Les premiers projets étaient faits à titre expérimental, puis d’autres ont suivi. Quelles recherches ont été faites pour examiner les conséquences de ces projets? Quelle est la nature de ces recherches? Qu’ont-elles examiné exactement? Les résultats de ces recherches ont-ils été validés par d’autres chercheurs? Ces recherches donnent-elles des résultats conformes à des recherches sur des programmes analogues dans d’autres sociétés? A-t-on recherché des effets pervers ou s’est-on contenté d’examiner le seul aspect qu’on voulait valoriser? Le fait de n’examiner que le seul aspect qu’on veut valoriser n’est-il pas déjà une tromperie? Qui se soucie des effets pervers? Qui a intérêt à se soucier des effets pervers? Les promoteurs ont-ils intérêt à se soucier des effets pervers... et d’en parler?
1.3 Les écoles internationales
Des reportages élogieux ont entraîné l’implantation de plusieurs écoles internationales. Les premières écoles dites internationales dans d’autres pays étaient destinées au personnel des ambassades et au personnel des grandes entreprises qui sont appelés à habiter dans les principales capitales et qui peuvent être mutés d’une capitale à l’autre. Ces écoles (privées) avaient et auraient toujours pour caractéristique d’avoir un programme commun pour éviter aux enfants les bouleversements causés par les changements de programmes lors des déménagements d’une capitale à l’autre. Comme ces écoles risquent de ne pas avoir suffisamment d’élèves si elles restreignent l’accès aux seuls enfants de diplomates et des cadres supérieurs de passage, elles admettent aussi des enfants du pays, ce qui les oblige à avoir un programme qui satisfasse à la fois les obligations du pays où elles sont situées et le tronc commun dit international ; de ce fait elles sont moins internationales qu’elles le disent. La principale caractéristique de ces écoles est d’offrir l’enseignement de trois langues, qui sont (au Québec) l’anglais, le français et l’espagnol. Présumément, les enfants sortiraient de ces écoles connaissant les trois langues. Il y a autour de ces écoles un discours à l’effet d’assurer une ouverture sur les autres cultures; cette présumée ouverture peut être très variable d’une école à l’autre et peut être moindre que dans d’autres écoles multiethniques du réseau public. Par ailleurs, même si la connaissance de la langue de l’autre facilite considérablement l’ouverture à l’autre, ce n’est pas par quelques écoles internationales (réservées aux élèves privilégiés) qu’on peut régler les nombreux conflits ethniques qui sont courants dans les écoles publiques fréquentées par les masses pauvres.

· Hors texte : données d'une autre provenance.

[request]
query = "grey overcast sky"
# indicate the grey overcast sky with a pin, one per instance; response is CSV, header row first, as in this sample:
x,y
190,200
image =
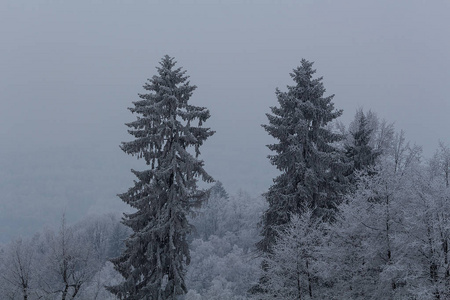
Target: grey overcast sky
x,y
69,70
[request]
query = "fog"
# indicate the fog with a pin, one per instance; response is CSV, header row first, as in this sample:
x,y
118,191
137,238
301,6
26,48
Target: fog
x,y
69,70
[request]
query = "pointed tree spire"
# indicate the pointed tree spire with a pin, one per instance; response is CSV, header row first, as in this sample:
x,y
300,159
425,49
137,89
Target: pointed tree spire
x,y
153,263
311,167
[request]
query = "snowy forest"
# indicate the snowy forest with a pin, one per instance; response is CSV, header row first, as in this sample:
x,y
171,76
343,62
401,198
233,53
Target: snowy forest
x,y
356,212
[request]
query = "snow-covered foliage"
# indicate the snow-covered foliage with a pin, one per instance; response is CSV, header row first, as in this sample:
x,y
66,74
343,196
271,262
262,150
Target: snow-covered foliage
x,y
224,264
312,168
70,263
167,127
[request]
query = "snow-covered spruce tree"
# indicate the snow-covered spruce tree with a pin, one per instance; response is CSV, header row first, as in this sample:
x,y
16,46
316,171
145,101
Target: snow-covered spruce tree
x,y
153,263
312,168
359,151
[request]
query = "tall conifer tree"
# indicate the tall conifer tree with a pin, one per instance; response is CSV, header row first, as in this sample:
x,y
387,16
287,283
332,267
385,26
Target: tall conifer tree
x,y
153,263
311,166
359,152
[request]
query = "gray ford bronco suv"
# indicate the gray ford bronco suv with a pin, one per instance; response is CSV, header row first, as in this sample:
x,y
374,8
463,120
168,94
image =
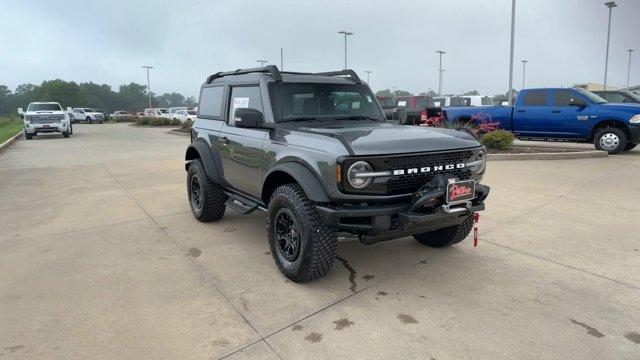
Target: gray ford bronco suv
x,y
315,152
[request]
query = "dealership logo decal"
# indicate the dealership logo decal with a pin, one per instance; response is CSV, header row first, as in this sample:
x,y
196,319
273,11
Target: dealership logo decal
x,y
428,169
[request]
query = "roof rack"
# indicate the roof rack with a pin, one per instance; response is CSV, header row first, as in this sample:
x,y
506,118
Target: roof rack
x,y
276,74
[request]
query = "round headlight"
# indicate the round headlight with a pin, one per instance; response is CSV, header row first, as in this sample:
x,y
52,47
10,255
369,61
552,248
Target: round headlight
x,y
356,168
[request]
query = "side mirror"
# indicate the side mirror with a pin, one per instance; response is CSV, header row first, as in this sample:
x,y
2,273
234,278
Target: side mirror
x,y
577,102
248,118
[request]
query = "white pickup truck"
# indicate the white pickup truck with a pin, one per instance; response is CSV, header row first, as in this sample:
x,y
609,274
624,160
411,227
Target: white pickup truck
x,y
45,117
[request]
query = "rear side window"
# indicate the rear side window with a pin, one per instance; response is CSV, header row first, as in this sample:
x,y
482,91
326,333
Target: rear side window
x,y
244,97
535,98
562,97
211,101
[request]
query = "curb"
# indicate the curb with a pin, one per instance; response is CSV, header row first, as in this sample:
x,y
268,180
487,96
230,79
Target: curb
x,y
549,156
10,141
173,132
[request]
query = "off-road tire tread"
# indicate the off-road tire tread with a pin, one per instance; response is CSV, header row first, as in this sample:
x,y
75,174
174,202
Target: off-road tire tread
x,y
321,248
447,236
213,197
621,135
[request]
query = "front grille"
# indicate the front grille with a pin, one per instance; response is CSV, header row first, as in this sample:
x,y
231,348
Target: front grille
x,y
409,183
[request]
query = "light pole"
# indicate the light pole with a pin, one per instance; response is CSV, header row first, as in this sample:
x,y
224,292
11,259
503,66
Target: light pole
x,y
629,68
524,68
148,83
513,28
440,52
610,5
346,33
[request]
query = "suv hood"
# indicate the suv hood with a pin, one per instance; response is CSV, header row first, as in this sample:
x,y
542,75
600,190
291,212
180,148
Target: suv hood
x,y
385,138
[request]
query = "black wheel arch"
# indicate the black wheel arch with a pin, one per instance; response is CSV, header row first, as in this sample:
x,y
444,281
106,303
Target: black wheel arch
x,y
610,123
199,149
293,172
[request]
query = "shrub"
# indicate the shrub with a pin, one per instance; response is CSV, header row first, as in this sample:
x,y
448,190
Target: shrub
x,y
497,140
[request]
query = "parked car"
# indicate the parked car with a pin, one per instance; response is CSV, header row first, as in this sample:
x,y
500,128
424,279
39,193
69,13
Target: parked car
x,y
184,115
89,115
120,113
619,96
45,117
563,114
314,152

Le discours élogieux autour de cette formule a eu pour effet que certaines commissions scolaires publiques ont entrepris de créer des écoles dites internationales enseignant les trois langues pour retenir au sein du réseau public certains élèves qui auraient pu être inscrits au privé par leurs parents.

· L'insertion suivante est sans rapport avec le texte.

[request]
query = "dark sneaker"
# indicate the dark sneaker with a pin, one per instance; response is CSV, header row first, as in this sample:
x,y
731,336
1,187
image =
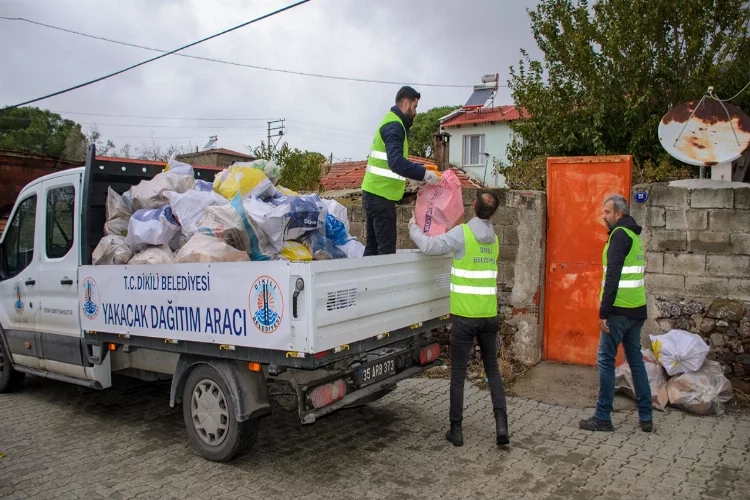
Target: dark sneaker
x,y
501,427
594,424
455,435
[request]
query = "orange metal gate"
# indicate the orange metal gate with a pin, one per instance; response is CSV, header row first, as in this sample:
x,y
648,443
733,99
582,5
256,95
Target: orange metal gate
x,y
576,234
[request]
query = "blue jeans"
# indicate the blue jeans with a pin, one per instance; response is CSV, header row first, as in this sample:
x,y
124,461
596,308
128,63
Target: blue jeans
x,y
628,331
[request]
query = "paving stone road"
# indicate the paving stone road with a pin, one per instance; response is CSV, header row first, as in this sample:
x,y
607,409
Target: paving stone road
x,y
61,441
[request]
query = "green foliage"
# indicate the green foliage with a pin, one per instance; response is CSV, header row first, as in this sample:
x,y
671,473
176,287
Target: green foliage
x,y
611,71
421,140
301,171
35,130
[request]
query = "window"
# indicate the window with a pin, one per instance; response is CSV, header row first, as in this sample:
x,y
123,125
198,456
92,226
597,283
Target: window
x,y
473,150
60,216
18,246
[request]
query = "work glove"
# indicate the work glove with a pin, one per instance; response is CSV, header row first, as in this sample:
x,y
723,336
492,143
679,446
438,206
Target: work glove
x,y
431,177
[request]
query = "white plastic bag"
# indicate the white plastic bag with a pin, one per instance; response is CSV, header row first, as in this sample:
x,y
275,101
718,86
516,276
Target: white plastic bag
x,y
268,167
703,392
657,380
189,207
301,214
150,194
111,250
178,167
153,255
353,249
151,227
204,248
679,351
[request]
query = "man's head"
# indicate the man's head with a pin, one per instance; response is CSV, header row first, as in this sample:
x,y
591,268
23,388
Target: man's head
x,y
486,204
407,99
615,208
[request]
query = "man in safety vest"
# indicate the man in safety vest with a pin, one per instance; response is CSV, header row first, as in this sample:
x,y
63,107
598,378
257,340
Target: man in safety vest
x,y
621,314
473,295
388,167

On peut mettre en doute le bien-fondé de cette pratique dans le réseau public. Si ces enfants restent officiellement inscrits dans le réseau public, ils n’en sont pas moins retirés des écoles régulières. On doit mettre en doute l’utilisation des ressources du réseau public pour créer des imitations d’écoles privées en faveur d’une clientèle généralement privilégiée et qui dans bien des cas pourrait payer pour ce service en envoyant ses enfants au privé. Si le réseau public a des ressources excédentaires, ne devrait-il pas plutôt les utiliser pour les clientèles en difficulté? Les écoles internationales publiques tout comme les écoles privées ont pour effet d’entraîner une concentration de la clientèle en difficulté dans certaines classes des écoles publiques régulières. Est-ce que la concentration de la clientèle en difficulté est vraiment l’objectif recherché par les administrateurs du MEQ, par les commissions scolaires et par les personnalités politiques? La concentration de la clientèle en difficulté dans certaines classes doit être compensée par la disponibilité de ressources additionnelles pour ces écoles; y a-t-il de telles ressources additionnelles? Faute de preuves du contraire permettons-nous d’en douter, surtout lorsqu’on connaît le manque criant (entre autres) d’orthophonistes, d’orthopédagogues et de psychologues à la disposition des élèves du primaire. Les conséquences de ce filtrage de la clientèle peuvent affecter TOUS les élèves qui ne bénéficient pas d’un service privilégié. Pour les nombreux enfants ayant de bons résultats mais exclus des écoles internationales, ceci constitue une injustice qui doit être dénoncée.
1.4 Abaissement de l’âge du début de l’apprentissage de l’anglais
Ces dernières années les ministres successifs de l’Éducation, Pauline Marois et François Legault, ont annoncé des mesures en vue d’abaisser l’âge du début de l’apprentissage de l’anglais dans les écoles françaises du Québec. Plus récemment, la commission des États généraux sur la langue française a embarqué dans le train en marche de l’abaissement de l’âge pour l’apprentissage de l’anglais après un examen plus que superficiel de la question. Cela toujours en fonction de la croyance populaire à l’effet qu’il existerait un meilleur âge pour l’apprentissage des langues et que cet âge serait en bas âge.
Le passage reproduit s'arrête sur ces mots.